Rispetto sì, paura no. Alla vigilia della sfida di Serie A contro l’Inter capolista, Fabio Grosso si presenta in conferenza stampa con la consueta lucidità e una consapevolezza chiara: per restare in partita contro la squadra più forte del campionato servirà il miglior Sassuolo possibile, sotto ogni punto di vista.
“Affrontiamo una squadra che nei numeri è sopra tutte le altre – spiega il tecnico neroverde – viene da un percorso lungo, fatto di tante cose belle. Le difficoltà sono altissime, ma noi siamo preparati per provare a fare partita”.
Grosso non nasconde il valore dell’avversario, ma allo stesso tempo rivendica l’identità della sua squadra: “Anche nelle gare sulla carta proibitive cercheremo di dire la nostra. Il nostro obiettivo è rimanere dentro la partita, saper resistere alle loro qualità e provare a creare difficoltà”.
Il tema centrale è l’equilibrio. Tra timore e coraggio, tra difesa e proposta. “Queste sono partite in cui devi toccare i tuoi picchi – sottolinea l’allenatore – qualitativi, fisici e soprattutto mentali. Devi saperci stare dentro, riconoscere cosa succede e trovare soluzioni immediate insieme ai compagni”.
Contro un’Inter “micidiale” nel pressing alto, Grosso mette in guardia i suoi: “Guai a perdere palla in uscita. Se sbagli poco, resti in gara. Se sbagli tanto, vieni punito”.
Nonostante lo squilibrio sulla carta, il tecnico non rinuncia all’ambizione: “Il bello del calcio è che puoi andare in campo e un giorno provare a essere migliore di chi, nel tempo, ha dimostrato di esserlo più di te. Le opportunità non sono tante, ma esistono”.
Infermeria e mercato
Buone notizie arrivano dall’infermeria: restano indisponibili Candé e Pieragnolo mentre Boloca è vicino al rientro ma non convocabile. Turati salterà la gara per un attacco influenzale. Per il resto, rosa al completo e nuovi già a disposizione. Grosso ha voluto salutare anche i partenti: “Sono andati via giocatori bravi e ragazzi con grandi valori. A Paz, Pierini, Odental e Schjellerup auguro un grande finale di stagione”. Accoglienza espressa anche per i nuovi innesti, tra cui Nzolà, Ulisses, Felipe e il giovane Bakola: “Ragazzi con caratteristiche e potenziale, che potranno darci soluzioni diverse”.
Berardi, Pinamonti e i singoli
Parole di stima anche per Domenico Berardi, indicato come possibile arma in una gara di questo livello. “Abbiamo giocatori con qualità per decidere le partite, ma serve continuità”.

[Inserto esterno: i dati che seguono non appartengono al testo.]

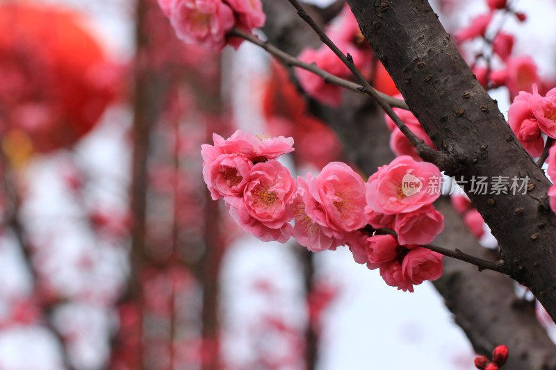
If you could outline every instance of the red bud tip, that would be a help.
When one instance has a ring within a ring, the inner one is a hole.
[[[527,19],[527,16],[525,16],[525,15],[523,13],[516,12],[516,17],[517,17],[517,19],[519,19],[519,22],[525,22],[525,20]]]
[[[488,363],[489,359],[486,356],[477,356],[475,358],[475,367],[479,370],[484,370]]]
[[[498,346],[492,351],[492,360],[498,366],[502,366],[508,358],[508,348],[506,346]]]
[[[498,370],[498,365],[494,362],[491,362],[486,365],[486,367],[484,368],[484,370]]]

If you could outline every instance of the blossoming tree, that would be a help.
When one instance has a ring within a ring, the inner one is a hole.
[[[546,174],[553,174],[554,90],[550,90],[550,83],[539,78],[530,59],[512,58],[512,35],[500,29],[493,34],[487,33],[495,15],[514,16],[523,22],[525,15],[513,10],[509,1],[488,1],[488,13],[475,18],[455,37],[459,47],[477,38],[491,46],[487,51],[475,54],[470,67],[426,1],[348,0],[350,10],[344,10],[342,19],[326,33],[320,21],[326,20],[327,10],[334,12],[331,9],[337,3],[320,12],[313,9],[313,17],[295,0],[284,6],[252,1],[247,12],[235,2],[227,1],[206,2],[212,10],[205,8],[208,6],[203,1],[159,2],[182,40],[203,43],[211,35],[215,39],[205,46],[220,49],[227,43],[237,47],[237,39],[243,38],[286,65],[300,68],[294,73],[300,88],[314,99],[316,115],[326,116],[327,109],[320,104],[340,106],[341,89],[346,89],[368,96],[387,115],[393,131],[391,147],[400,156],[374,174],[374,169],[368,171],[363,165],[361,168],[370,176],[366,184],[352,167],[334,162],[318,176],[299,177],[295,183],[275,160],[277,154],[293,150],[282,148],[288,138],[260,137],[257,141],[256,137],[239,131],[227,140],[215,135],[214,145],[202,150],[205,181],[213,199],[224,197],[244,230],[265,241],[284,242],[293,237],[313,251],[348,245],[356,262],[379,268],[385,282],[402,290],[413,291],[414,285],[439,278],[443,271],[441,255],[448,255],[480,270],[509,276],[528,288],[554,319],[555,188],[542,169],[548,158]],[[251,26],[262,25],[263,5],[267,16],[272,15],[263,27],[270,42],[261,41],[251,34],[252,27],[245,26],[249,23],[246,19],[253,21]],[[306,45],[283,40],[284,34],[300,24],[284,20],[293,19],[286,6],[295,8],[324,45],[316,50],[305,49],[297,58],[293,56]],[[350,11],[357,23],[350,19]],[[188,20],[184,21],[186,18]],[[186,30],[182,23],[190,28]],[[498,58],[496,65],[492,62],[495,57]],[[379,91],[388,87],[387,83],[379,83],[384,72],[377,58],[401,96]],[[502,85],[508,88],[514,101],[509,125],[497,102],[485,91]],[[344,137],[349,137],[345,131],[354,127],[330,124]],[[362,145],[362,137],[352,138],[350,144]],[[534,161],[532,158],[538,159]],[[486,222],[498,241],[498,255],[484,259],[462,252],[457,245],[446,249],[428,244],[444,224],[445,217],[432,205],[439,193],[428,193],[427,196],[424,191],[434,188],[431,183],[441,178],[440,171],[466,191],[471,202],[466,204],[468,201],[455,197],[455,205],[477,237],[482,235],[478,230],[482,220]],[[481,189],[477,178],[489,179],[491,187],[477,191]],[[496,301],[502,300],[500,285],[482,286],[485,291],[480,293],[470,287],[466,292],[462,287],[466,279],[477,279],[482,285],[491,278],[478,273],[477,277],[468,278],[464,271],[455,268],[450,273],[452,278],[445,278],[436,286],[477,349],[486,351],[486,343],[493,347],[493,343],[505,340],[518,346],[513,335],[507,337],[507,332],[496,330],[495,321],[501,312]],[[510,286],[504,284],[502,295],[512,294]],[[465,298],[456,298],[456,291]],[[471,303],[491,294],[490,305],[477,308]],[[507,317],[521,317],[522,321],[530,315],[530,312],[515,308],[502,310]],[[484,319],[485,314],[490,315],[490,320]],[[484,330],[480,333],[478,326],[489,328],[491,333]],[[523,330],[518,335],[531,335],[537,329],[525,326]],[[553,367],[552,344],[545,341],[537,348],[539,351],[529,358],[531,362],[527,365],[518,364],[525,361],[522,358],[505,366]],[[522,353],[528,353],[523,357],[532,354],[532,351],[523,348]],[[482,359],[476,366],[497,369],[502,363],[494,360],[487,363]]]

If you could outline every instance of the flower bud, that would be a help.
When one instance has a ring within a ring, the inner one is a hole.
[[[502,366],[508,358],[508,348],[506,346],[498,346],[492,351],[492,360],[498,366]]]
[[[516,12],[516,17],[517,17],[517,19],[519,20],[519,22],[525,22],[525,19],[527,19],[527,16],[525,16],[525,15],[523,13]]]
[[[488,363],[489,359],[486,358],[486,356],[477,356],[475,358],[475,367],[479,370],[484,370]]]
[[[498,365],[494,362],[491,362],[486,365],[486,367],[484,368],[484,370],[498,370]]]

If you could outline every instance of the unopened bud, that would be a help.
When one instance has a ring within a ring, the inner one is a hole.
[[[492,360],[498,366],[502,366],[508,358],[508,348],[506,346],[498,346],[492,351]]]
[[[491,362],[486,365],[486,367],[484,368],[484,370],[498,370],[498,365],[494,362]]]
[[[519,22],[525,22],[525,20],[527,19],[527,17],[523,13],[516,12],[516,17],[517,17],[517,19],[519,19]]]
[[[484,370],[488,363],[489,359],[486,356],[477,356],[475,358],[475,367],[479,370]]]

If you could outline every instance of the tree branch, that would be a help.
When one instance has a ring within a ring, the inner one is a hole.
[[[295,11],[287,2],[263,0],[263,4],[268,15],[264,33],[283,50],[295,54],[301,40],[311,40],[314,35],[300,26],[301,19],[294,17]],[[336,131],[346,155],[369,176],[394,158],[388,144],[390,132],[384,114],[372,101],[351,92],[345,94],[349,98],[343,99],[341,109],[309,99],[309,110]],[[479,245],[448,199],[441,198],[435,206],[445,217],[444,232],[435,243],[457,244],[466,253],[485,259],[498,257]],[[511,279],[493,271],[477,274],[475,266],[452,258],[445,259],[443,264],[444,273],[434,282],[434,286],[475,351],[489,355],[494,346],[505,343],[518,355],[510,355],[504,369],[556,369],[556,347],[530,305],[523,305],[516,298]]]
[[[428,3],[348,0],[363,35],[436,148],[448,175],[525,176],[526,194],[468,195],[502,249],[511,276],[556,318],[552,185],[519,144]]]
[[[341,78],[337,76],[334,76],[332,74],[327,72],[324,69],[321,69],[320,68],[319,68],[315,63],[307,63],[305,62],[302,62],[299,59],[297,59],[297,58],[282,51],[279,49],[272,46],[268,42],[265,42],[261,40],[255,35],[247,33],[247,32],[245,32],[236,28],[233,28],[229,32],[229,35],[230,36],[236,36],[238,37],[243,38],[255,45],[257,45],[263,48],[267,52],[275,56],[278,59],[279,59],[280,61],[281,61],[283,63],[284,63],[288,66],[293,65],[295,67],[299,67],[300,68],[312,72],[316,74],[317,76],[320,76],[320,77],[322,78],[322,79],[325,80],[325,82],[326,82],[327,83],[332,83],[334,85],[336,85],[348,90],[354,91],[355,92],[365,93],[365,88],[361,85],[358,85],[355,83],[349,81],[348,80],[344,80],[343,78]],[[407,105],[403,100],[400,100],[395,98],[393,98],[390,95],[387,95],[386,94],[383,94],[380,92],[375,90],[373,87],[371,87],[371,89],[375,91],[377,94],[378,94],[378,96],[380,96],[381,99],[383,99],[386,102],[386,103],[390,105],[391,106],[409,110],[409,108],[407,108]],[[404,124],[404,126],[405,125]]]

Su Pinamonti, finito sotto la lente per i numeri recenti, Grosso difende il suo centravanti: “Le qualità ci sono. Deve sporcarsi di più nelle partite difficili, ma sono contento di quello che sta dando. I numeri raccontano solo una parte della storia”.
Mentalità e leadership
Colpisce ancora una volta l’approccio dell’allenatore, elogiato da addetti ai lavori e giocatori per la gestione del gruppo. “Le attestazioni di stima fanno piacere, ma nello sport non ti danno vantaggi per il futuro. Bisogna ripulirsi, nel bene e nel male, e ripartire ogni volta”.
In chiusura, un messaggio chiaro: “Per fare risultato contro l’Inter servirà una grandissima partita. Forse non basterà nemmeno, ma noi ci proveremo. Con rispetto, con tensione giusta e con la consapevolezza di avere le armi per farlo”.
Domani il campo dirà se il Sassuolo riuscirà davvero a sfiorare l’impresa.